About the shows, When we are at the shows we are there to represent QSI Solutions. QSI, as a lot of you know are designers but not manufacturers, they design this stuff but someone else manufacturers it, like train OEM's.The QSI product line for Large Scale is owned and distributed by American Hobby Distributors (Tony's Train Exchange). We, Throttle-Up, Inc. Have been working with QSI (the designers) and Tony since the products inception for large scale. Because of this relationship, Tony usually asks us to do the large scale shows because of our history with the product line and our large scale experience.
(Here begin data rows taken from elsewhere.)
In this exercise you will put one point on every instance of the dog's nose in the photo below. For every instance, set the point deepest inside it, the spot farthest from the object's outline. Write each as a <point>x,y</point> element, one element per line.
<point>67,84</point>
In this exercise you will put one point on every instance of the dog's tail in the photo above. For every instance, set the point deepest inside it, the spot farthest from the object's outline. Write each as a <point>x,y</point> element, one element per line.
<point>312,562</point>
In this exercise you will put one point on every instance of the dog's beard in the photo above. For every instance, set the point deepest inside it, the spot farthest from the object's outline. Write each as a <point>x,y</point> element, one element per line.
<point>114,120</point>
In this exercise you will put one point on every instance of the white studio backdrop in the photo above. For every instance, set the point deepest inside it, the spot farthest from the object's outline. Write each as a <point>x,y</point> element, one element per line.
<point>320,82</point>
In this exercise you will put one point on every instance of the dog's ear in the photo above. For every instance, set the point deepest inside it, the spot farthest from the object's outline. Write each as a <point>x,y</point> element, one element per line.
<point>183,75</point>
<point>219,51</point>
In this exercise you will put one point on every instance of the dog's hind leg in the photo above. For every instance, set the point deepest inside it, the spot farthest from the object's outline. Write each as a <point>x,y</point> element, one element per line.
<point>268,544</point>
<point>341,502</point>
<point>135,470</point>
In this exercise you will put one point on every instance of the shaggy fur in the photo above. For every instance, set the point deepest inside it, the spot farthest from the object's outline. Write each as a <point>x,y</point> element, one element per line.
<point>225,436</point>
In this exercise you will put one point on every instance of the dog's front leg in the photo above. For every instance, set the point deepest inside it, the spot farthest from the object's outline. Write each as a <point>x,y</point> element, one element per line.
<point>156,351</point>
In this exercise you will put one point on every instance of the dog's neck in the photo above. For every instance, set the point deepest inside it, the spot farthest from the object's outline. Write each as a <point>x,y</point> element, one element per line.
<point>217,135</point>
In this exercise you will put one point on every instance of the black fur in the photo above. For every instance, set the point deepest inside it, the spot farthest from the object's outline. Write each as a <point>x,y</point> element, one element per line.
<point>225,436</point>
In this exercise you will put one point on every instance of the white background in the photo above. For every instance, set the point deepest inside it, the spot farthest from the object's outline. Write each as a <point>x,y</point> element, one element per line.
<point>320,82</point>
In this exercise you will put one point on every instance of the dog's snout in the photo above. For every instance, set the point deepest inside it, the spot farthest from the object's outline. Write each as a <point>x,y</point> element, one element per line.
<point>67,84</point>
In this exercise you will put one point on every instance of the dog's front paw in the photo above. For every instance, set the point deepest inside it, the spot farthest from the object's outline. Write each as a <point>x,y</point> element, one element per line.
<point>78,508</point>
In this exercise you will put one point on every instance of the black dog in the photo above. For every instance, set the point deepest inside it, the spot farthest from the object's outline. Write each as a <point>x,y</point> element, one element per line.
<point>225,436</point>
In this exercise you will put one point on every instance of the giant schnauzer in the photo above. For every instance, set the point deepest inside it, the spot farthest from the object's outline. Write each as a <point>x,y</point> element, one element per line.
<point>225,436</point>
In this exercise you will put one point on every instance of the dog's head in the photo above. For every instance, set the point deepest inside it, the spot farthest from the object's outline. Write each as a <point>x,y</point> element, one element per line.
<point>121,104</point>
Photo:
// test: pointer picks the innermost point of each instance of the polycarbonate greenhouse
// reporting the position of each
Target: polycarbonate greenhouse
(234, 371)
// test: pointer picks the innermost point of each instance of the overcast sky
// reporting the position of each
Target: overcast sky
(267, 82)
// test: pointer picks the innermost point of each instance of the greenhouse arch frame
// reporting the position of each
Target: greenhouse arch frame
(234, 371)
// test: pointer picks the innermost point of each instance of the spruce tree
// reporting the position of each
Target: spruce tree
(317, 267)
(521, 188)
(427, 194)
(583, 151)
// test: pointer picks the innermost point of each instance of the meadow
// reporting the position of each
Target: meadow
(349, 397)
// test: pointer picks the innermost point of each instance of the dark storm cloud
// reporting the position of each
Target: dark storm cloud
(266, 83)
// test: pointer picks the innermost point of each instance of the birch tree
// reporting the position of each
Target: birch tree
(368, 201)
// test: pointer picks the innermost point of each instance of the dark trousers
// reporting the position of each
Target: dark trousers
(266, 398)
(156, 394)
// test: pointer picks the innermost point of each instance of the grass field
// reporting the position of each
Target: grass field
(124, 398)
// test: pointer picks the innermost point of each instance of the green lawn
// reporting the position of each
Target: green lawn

Our company actually does much more than just QSI, but at the shows we are only representing QSI. So sorry for any confusion, please keep in mind that Tony sends us only because he wants to have the most knowledgable people at the shows to answer your questions about the product line, and trust me, all your comments and feedback does get back to the designers.

I hope this helps to answer your questions. We usually don't post to the forums to eliminate any concerns about solicitation. But we do try and check-in every now and again to see what going on.

If we can provide any more information please don't hesitate to get in touch with us, or the staff at American Hobby.

Thanks

mikE


----------



## Bob in Kalamazoo (Apr 2, 2009)

So Mike, or anyone elase who knows. Does this, "American Hobby Distributors (Tony's Train Exchange)" mean that American Hobby Distributors is Tony's Train Exchange? I sent a QSI decoder back to them, American Hobby Distributors, a few months ago for repair and they replaced it with a new one at no charge to me. Fast service too. I was very pleased. I've dealt with Tony's in the past also and been very happy. 
Bob


----------



## Greg Elmassian (Jan 3, 2008)

Yep, basically all the same. I have same experience with Tony's / AHD / QSI Solutions ... 

Greg


----------



## Bob in Kalamazoo (Apr 2, 2009)

Posted By Greg Elmassian on 23 Nov 2010 01:38 PM 
Yep, basically all the same. I have same experience with Tony's / AHD / QSI Solutions ... 

Greg Well, that's good to know. It will make future purchases a lot easier. 
Thanks,
Bob


----------